Reinforcement learning (RL) policies often degrade when deployed in unfamiliar environments because they lack explicit deliberation. To address this, researchers have introduced PACT (Plan, Align, Commit, Think), a hybrid architecture that combines a fast, reactive RL policy with a slow, deliberative Small Language Model (SLM) planner.
Architecture: Dual-System Decision-Making
According to the paper, PACT invokes the SLM asynchronously to generate and validate candidate action plans. The SLM operates in a deliberative mode, producing plans that are then verified through simulation as safe, feasible, and complete. Once a plan passes verification, it is executed directly, bypassing the RL policy entirely. This design does not require retraining or modifying the existing RL policy, allowing for seamless integration.
The SLM backbone used in the experiments is a 2-billion-parameter model, which provides the deliberative reasoning necessary for complex planning tasks.
Evaluation on FrozenLake
The researchers evaluated PACT on three configurations of the FrozenLake environment, each of increasing difficulty. FrozenLake is a classic grid-world problem where an agent must navigate from start to goal while avoiding holes. The results showed that PACT outperformed all baselines across the tested configurations.
"Deliberative planning and reactive execution are more powerful in concert than either is alone in these settings."
The study highlights that the combination of fast reactive responses and slow, deliberative planning enables the system to handle unfamiliar situations where pure RL policies would typically fail.

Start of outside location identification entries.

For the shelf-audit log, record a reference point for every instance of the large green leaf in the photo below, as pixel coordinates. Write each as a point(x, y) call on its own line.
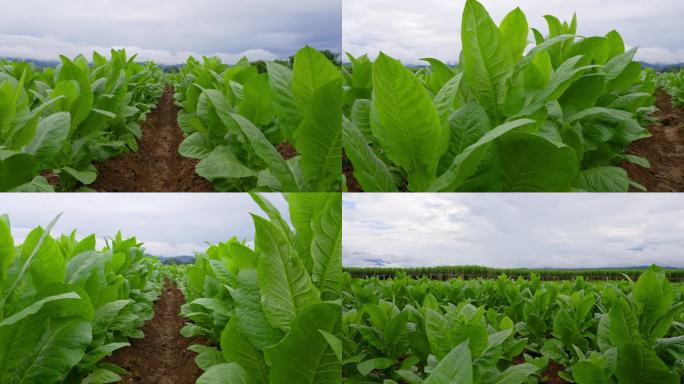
point(50, 136)
point(319, 138)
point(326, 248)
point(370, 171)
point(7, 252)
point(58, 351)
point(456, 367)
point(304, 355)
point(285, 286)
point(263, 148)
point(487, 63)
point(222, 164)
point(640, 365)
point(237, 349)
point(280, 79)
point(16, 169)
point(229, 373)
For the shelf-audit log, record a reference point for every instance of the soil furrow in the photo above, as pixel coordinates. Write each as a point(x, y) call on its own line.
point(664, 150)
point(156, 166)
point(162, 357)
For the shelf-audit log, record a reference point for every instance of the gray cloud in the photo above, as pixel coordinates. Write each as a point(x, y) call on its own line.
point(409, 30)
point(514, 230)
point(169, 31)
point(170, 224)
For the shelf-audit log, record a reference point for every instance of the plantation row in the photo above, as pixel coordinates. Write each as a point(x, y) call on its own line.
point(271, 312)
point(556, 117)
point(476, 272)
point(60, 120)
point(516, 332)
point(56, 122)
point(236, 119)
point(65, 306)
point(672, 83)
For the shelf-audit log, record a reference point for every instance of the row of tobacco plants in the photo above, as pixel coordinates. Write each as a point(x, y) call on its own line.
point(272, 310)
point(556, 116)
point(263, 129)
point(59, 121)
point(65, 306)
point(522, 331)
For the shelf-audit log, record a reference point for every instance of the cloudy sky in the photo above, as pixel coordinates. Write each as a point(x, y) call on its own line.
point(170, 30)
point(409, 29)
point(170, 224)
point(513, 230)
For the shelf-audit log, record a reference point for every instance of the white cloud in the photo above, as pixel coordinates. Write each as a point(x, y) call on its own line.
point(409, 30)
point(170, 224)
point(513, 230)
point(49, 48)
point(171, 30)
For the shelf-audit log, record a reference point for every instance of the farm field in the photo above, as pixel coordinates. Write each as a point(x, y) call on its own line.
point(117, 125)
point(402, 329)
point(267, 312)
point(567, 113)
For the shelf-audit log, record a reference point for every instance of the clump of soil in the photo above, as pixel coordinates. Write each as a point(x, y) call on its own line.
point(348, 170)
point(550, 374)
point(664, 150)
point(286, 150)
point(162, 357)
point(156, 166)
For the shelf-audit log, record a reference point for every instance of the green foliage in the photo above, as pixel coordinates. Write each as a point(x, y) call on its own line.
point(673, 84)
point(273, 309)
point(557, 118)
point(63, 119)
point(64, 306)
point(509, 331)
point(235, 118)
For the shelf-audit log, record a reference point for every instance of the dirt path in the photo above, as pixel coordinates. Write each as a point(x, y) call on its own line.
point(664, 149)
point(156, 166)
point(162, 357)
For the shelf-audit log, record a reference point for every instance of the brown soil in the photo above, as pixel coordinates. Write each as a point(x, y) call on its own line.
point(550, 374)
point(162, 357)
point(286, 150)
point(664, 150)
point(156, 166)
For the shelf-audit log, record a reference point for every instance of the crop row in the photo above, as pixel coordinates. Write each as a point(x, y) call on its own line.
point(58, 121)
point(555, 117)
point(476, 272)
point(65, 306)
point(273, 310)
point(517, 332)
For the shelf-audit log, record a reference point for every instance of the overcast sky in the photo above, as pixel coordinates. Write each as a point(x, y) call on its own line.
point(513, 230)
point(170, 30)
point(170, 224)
point(409, 29)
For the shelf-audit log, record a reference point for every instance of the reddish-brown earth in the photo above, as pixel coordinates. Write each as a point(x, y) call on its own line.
point(664, 150)
point(162, 357)
point(156, 166)
point(550, 374)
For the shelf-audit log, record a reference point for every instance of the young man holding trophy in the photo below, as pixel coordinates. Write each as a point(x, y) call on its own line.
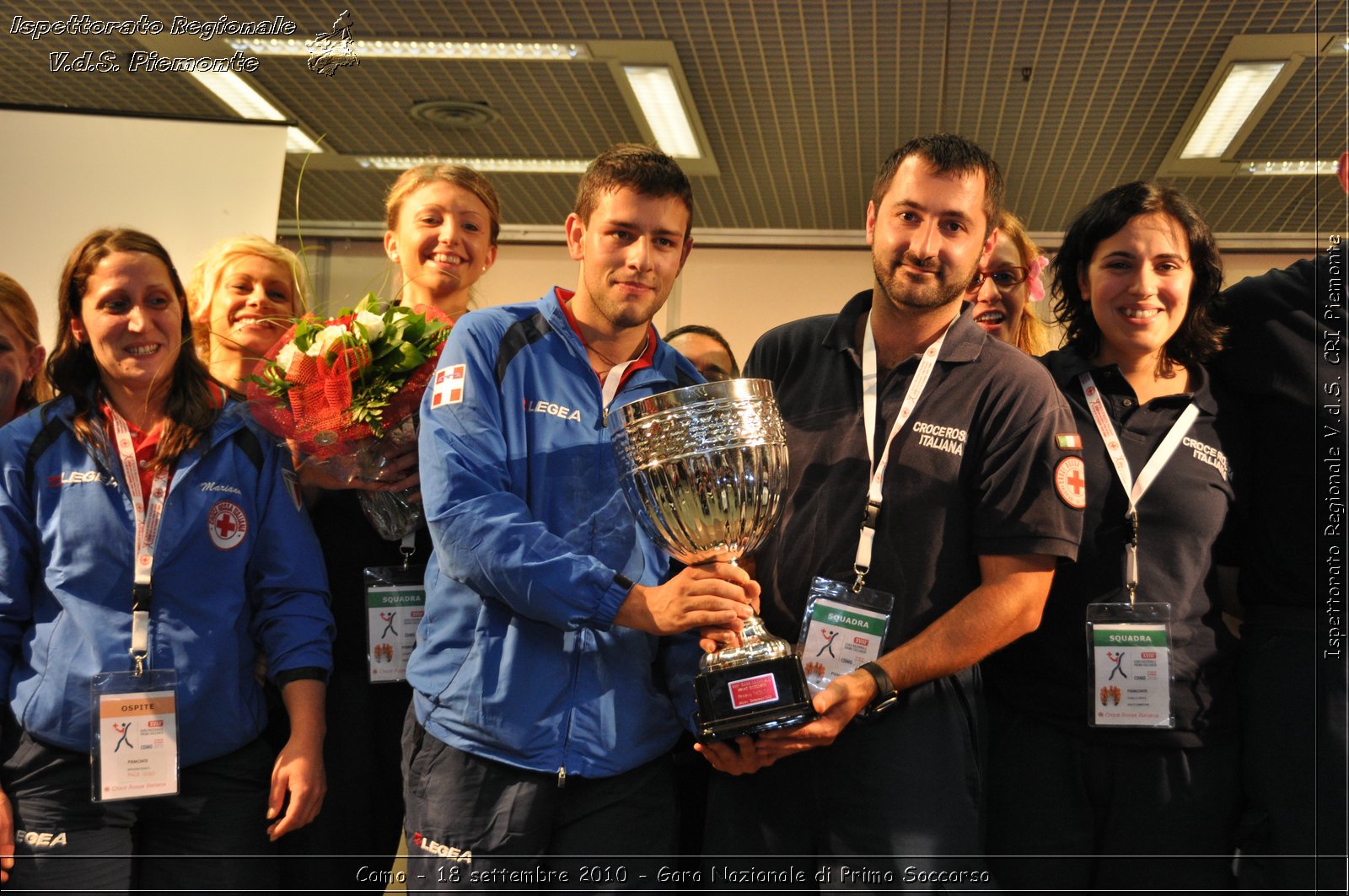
point(546, 689)
point(959, 459)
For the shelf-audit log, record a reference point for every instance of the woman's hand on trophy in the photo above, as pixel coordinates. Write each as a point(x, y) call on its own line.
point(734, 757)
point(712, 595)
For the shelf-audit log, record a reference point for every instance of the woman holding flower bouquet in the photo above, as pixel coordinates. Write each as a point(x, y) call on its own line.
point(152, 543)
point(443, 226)
point(243, 294)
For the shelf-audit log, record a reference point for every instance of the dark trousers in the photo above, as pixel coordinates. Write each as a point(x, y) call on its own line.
point(890, 804)
point(361, 824)
point(211, 834)
point(524, 831)
point(1070, 814)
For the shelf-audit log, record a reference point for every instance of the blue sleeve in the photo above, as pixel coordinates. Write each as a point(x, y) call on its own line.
point(676, 666)
point(18, 555)
point(483, 530)
point(288, 584)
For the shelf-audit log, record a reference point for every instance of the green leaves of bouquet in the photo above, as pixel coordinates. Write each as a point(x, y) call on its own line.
point(377, 350)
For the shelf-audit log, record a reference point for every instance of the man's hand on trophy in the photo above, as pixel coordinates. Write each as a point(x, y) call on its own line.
point(712, 595)
point(836, 705)
point(734, 757)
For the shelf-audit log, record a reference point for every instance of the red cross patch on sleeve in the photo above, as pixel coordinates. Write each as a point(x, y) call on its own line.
point(449, 386)
point(1070, 480)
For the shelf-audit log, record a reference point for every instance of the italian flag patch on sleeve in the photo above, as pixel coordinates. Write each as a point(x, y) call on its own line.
point(449, 388)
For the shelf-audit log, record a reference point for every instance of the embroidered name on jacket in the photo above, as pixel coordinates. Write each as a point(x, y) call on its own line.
point(1207, 453)
point(948, 439)
point(553, 409)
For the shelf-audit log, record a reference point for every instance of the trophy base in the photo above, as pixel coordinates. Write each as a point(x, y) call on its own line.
point(766, 695)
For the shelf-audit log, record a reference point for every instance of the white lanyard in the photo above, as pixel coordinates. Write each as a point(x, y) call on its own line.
point(870, 381)
point(148, 513)
point(1133, 489)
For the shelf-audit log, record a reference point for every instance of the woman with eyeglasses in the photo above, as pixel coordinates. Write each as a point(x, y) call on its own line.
point(1113, 738)
point(1002, 289)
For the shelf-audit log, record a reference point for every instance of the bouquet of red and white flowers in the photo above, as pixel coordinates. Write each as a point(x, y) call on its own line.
point(346, 393)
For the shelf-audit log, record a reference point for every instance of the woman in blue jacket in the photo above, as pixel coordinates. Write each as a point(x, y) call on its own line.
point(152, 543)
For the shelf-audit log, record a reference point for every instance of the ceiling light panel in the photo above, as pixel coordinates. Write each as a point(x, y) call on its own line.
point(1240, 94)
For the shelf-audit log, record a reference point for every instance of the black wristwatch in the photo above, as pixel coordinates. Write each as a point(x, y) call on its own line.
point(885, 693)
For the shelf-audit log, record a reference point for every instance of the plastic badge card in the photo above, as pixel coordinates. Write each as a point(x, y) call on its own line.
point(135, 736)
point(395, 601)
point(1131, 662)
point(841, 630)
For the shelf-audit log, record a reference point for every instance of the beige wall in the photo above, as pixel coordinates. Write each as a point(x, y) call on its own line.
point(741, 292)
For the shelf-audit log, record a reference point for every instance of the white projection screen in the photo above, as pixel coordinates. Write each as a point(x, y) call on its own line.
point(186, 182)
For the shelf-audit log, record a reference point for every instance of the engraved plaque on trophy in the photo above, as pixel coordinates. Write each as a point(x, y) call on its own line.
point(705, 469)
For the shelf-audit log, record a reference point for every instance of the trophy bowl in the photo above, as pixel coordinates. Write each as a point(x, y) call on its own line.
point(705, 469)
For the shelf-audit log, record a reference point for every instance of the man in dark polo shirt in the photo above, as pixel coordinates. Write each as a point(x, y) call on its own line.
point(1285, 361)
point(977, 501)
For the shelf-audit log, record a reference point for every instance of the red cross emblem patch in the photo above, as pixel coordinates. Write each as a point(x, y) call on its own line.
point(1070, 480)
point(227, 525)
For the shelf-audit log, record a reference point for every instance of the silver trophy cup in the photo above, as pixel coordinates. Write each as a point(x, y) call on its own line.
point(705, 471)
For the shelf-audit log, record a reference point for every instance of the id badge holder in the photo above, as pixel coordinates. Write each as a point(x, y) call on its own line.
point(134, 734)
point(1130, 649)
point(842, 629)
point(395, 601)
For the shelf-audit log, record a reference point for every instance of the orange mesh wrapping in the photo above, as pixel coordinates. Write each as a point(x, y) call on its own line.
point(316, 412)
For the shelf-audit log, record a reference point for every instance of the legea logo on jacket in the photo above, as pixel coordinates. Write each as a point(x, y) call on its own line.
point(543, 406)
point(78, 476)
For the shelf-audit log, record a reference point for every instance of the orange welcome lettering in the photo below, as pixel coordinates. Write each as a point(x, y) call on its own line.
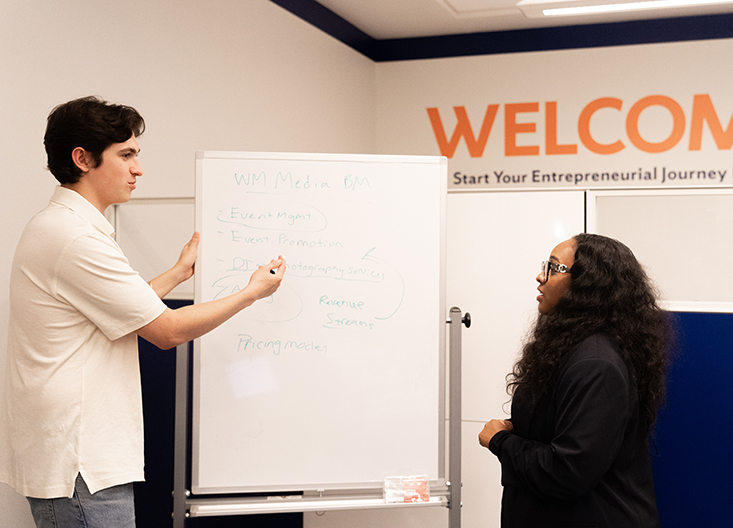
point(703, 112)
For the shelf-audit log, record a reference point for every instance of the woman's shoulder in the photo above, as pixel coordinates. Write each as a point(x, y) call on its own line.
point(596, 350)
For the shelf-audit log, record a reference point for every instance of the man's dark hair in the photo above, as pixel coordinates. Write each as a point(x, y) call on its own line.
point(90, 123)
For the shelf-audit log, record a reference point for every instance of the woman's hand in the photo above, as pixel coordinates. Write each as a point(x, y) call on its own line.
point(491, 428)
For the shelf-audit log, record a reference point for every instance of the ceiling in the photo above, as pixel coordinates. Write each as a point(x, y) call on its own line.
point(392, 19)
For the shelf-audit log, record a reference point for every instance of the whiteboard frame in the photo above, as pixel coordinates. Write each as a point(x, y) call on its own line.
point(360, 488)
point(592, 227)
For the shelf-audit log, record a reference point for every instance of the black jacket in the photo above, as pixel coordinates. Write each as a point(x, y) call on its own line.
point(580, 458)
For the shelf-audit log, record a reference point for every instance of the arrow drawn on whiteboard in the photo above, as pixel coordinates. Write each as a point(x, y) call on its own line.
point(369, 256)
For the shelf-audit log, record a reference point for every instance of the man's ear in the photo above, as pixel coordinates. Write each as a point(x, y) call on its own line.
point(83, 159)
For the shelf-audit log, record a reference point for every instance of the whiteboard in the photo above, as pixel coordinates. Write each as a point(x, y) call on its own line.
point(152, 233)
point(334, 381)
point(682, 237)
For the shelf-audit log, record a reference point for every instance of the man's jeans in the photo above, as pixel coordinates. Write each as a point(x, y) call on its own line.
point(108, 508)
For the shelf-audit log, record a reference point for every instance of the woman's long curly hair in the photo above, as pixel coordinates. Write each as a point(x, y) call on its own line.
point(610, 294)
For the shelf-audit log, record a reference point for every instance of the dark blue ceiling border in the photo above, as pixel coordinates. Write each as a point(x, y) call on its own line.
point(543, 39)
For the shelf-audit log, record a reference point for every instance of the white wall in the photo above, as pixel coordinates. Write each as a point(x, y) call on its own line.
point(216, 75)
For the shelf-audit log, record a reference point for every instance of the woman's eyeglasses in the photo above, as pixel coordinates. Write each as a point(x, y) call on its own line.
point(549, 268)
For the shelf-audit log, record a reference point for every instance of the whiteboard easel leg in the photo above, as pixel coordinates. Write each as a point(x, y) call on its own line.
point(454, 432)
point(181, 438)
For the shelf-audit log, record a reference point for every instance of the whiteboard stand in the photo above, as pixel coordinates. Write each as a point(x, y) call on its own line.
point(184, 506)
point(454, 430)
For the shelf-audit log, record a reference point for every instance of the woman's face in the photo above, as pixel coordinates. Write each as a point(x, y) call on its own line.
point(553, 286)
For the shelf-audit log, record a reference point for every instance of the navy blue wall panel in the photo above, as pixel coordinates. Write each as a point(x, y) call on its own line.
point(693, 468)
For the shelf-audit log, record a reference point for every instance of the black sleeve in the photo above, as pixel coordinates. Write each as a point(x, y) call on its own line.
point(592, 402)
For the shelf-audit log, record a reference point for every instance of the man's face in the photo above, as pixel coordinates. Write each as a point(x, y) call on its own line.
point(116, 176)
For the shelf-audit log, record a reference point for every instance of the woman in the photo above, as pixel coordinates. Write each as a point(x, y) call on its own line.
point(585, 395)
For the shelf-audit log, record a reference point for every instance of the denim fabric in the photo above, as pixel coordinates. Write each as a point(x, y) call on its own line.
point(108, 508)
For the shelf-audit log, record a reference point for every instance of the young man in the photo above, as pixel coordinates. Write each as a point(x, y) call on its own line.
point(71, 437)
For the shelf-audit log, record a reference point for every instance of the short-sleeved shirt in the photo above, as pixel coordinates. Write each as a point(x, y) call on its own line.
point(73, 399)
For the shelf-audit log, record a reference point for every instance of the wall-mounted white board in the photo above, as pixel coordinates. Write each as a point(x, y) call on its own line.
point(681, 236)
point(336, 380)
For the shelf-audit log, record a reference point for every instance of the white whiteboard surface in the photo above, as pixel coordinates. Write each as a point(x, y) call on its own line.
point(682, 237)
point(152, 233)
point(334, 381)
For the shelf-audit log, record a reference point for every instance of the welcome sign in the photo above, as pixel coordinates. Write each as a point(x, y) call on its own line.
point(569, 119)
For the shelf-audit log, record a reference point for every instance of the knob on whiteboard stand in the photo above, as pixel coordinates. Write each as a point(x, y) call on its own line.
point(456, 322)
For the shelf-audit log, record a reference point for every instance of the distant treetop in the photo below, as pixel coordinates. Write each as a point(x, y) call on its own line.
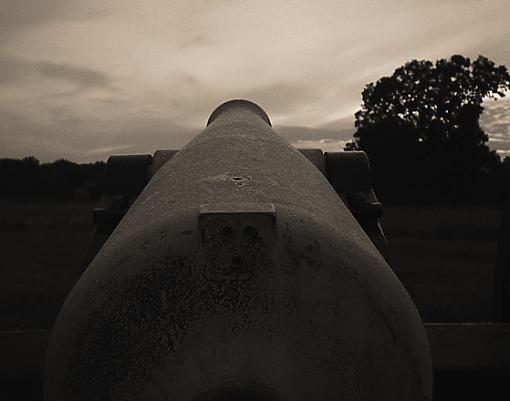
point(421, 124)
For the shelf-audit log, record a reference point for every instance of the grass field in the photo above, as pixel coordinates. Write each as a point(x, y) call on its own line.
point(444, 256)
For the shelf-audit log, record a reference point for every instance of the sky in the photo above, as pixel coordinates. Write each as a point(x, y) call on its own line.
point(83, 79)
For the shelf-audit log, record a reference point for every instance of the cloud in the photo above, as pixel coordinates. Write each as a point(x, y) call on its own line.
point(14, 69)
point(21, 13)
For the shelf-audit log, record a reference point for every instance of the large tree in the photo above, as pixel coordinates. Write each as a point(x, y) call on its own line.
point(421, 125)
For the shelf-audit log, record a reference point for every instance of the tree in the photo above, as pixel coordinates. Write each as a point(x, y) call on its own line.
point(422, 123)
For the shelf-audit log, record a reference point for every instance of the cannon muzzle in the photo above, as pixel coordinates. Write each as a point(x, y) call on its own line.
point(238, 273)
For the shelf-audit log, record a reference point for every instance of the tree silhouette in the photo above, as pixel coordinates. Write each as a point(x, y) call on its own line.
point(420, 127)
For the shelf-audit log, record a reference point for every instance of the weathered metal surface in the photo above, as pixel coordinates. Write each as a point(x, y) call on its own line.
point(283, 292)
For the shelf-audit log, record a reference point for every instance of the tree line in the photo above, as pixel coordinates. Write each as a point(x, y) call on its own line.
point(420, 128)
point(28, 179)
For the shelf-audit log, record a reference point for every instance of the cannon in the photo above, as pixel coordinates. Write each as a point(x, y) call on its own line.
point(238, 268)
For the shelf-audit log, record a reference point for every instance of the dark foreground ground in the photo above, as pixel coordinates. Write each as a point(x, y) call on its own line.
point(443, 255)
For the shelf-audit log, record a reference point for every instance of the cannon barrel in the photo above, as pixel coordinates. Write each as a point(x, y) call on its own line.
point(238, 273)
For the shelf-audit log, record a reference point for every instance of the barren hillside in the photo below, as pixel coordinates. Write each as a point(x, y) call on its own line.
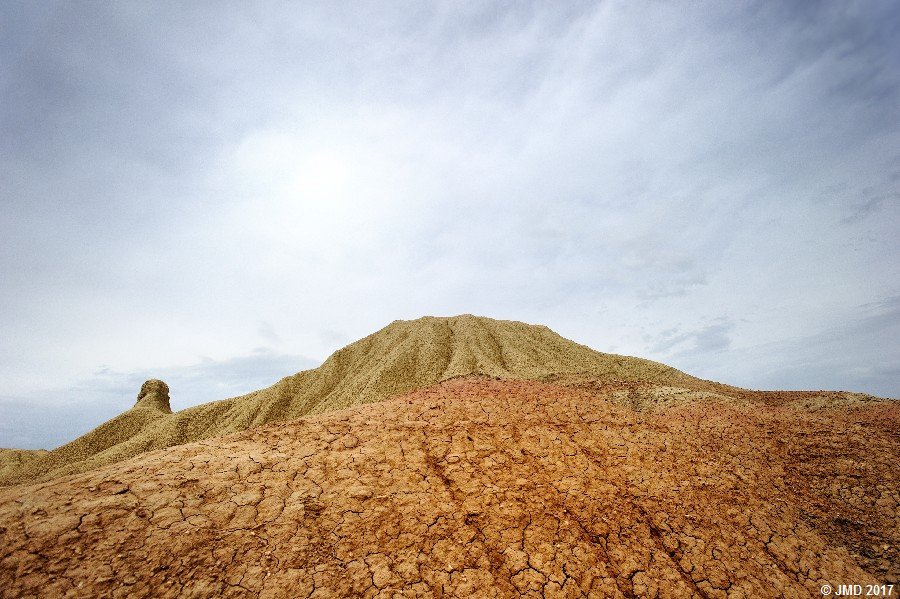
point(403, 356)
point(480, 487)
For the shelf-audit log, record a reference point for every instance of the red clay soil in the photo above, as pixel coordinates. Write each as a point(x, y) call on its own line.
point(480, 488)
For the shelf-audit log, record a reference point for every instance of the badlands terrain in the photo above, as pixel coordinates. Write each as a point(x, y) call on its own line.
point(464, 457)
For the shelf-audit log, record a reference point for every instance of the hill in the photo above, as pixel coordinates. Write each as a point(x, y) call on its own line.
point(482, 487)
point(401, 357)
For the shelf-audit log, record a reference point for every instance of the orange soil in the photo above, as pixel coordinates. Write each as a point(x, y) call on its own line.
point(480, 487)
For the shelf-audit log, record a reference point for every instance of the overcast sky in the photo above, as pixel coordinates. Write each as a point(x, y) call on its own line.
point(222, 194)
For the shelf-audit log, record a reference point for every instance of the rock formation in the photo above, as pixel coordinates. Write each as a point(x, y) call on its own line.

Implications for Autonomous Systems
While the research was conducted in a simulated environment, the PACT architecture has potential applications for autonomous systems that require both immediate reaction and long-term planning. For example, in robotics or automated control, a system could use a reactive policy for routine operations while invoking the SLM planner when encountering novel or uncertain conditions. The asynchronous invocation means the deliberative process does not slow down real-time responses, as the SLM runs in parallel.
Key Components of PACT
- Plan: The SLM generates candidate action plans based on the current state.
- Align: Plans are aligned with the environment's constraints and goals.
- Commit: A plan is committed only after verification through simulation.
- Think: The system continuously refines its planning through deliberation.
The architecture is designed to be modular, allowing the RL policy and SLM to operate independently while sharing a common interface for plan execution.
Conclusion
The PACT approach demonstrates that hybrid architectures combining fast reactive policies with slow deliberative models can achieve superior performance in complex decision-making tasks. By leveraging a small language model for planning, the system benefits from the reasoning capabilities of language models without the computational overhead of larger models. This research opens up avenues for integrating language model deliberation into reinforcement learning systems for real-world applications where reliability and adaptability are critical.